Apparently the story is that the interpreter took Ohtani to a bank and opened an account where all of Ohtani's salary would be deposited. The interpreter then told Ohtani's US based financial advisors that Ohtani denied them access to that account. Ohtani's agent says he asked about the account multiple times but the interpreter always said it was private. This is the apparent explanation as to why no one caught that the interpreter was stealing.
I don't buy it. First, to believe this whole story you have to believe that Ohtani is an absolute idiot. The language barrier can't explain everything away. Who lets their friend convince them to open an account which millions of dollars will be deposited into without their agent or any financial planners involved when you don't understand the language the transaction would be in? I don't believe Ohtani is that gullible. My first reaction in his place would be to have my agent there with me.
Next, I don't buy for a second that the financial advisors and Ohtani's agent would be fine taking the interpreter's word that Ohtani wants his salary deposited into this random account and that they can't see. That structure sets off huge alarm bells for the potential for embezzlement. Ohtani might have trusted the interpreter but there's zero reason why Ohtani's agent or financial people would just trust this guy.

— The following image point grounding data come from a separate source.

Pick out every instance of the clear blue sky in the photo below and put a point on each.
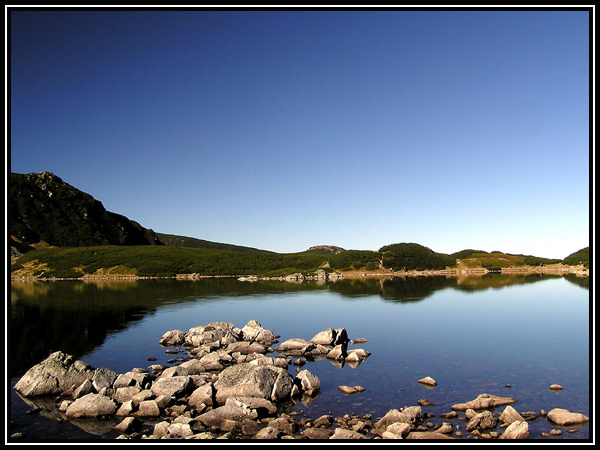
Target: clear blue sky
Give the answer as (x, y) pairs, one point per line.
(286, 129)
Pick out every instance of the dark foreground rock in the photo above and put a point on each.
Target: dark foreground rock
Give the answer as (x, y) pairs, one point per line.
(229, 388)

So to buy the story you have to accept that at no point did any of the people around Ohtani try to have a conversation with him about the account his salary was deposited into using a different interpreter. If this was a side account that a relatively small amount of money was going into, that would be one thing. But when his salary is going into this account you don't just take the interpreter's word for it. Getting a Japanese interpreter of your own isn't that expensive.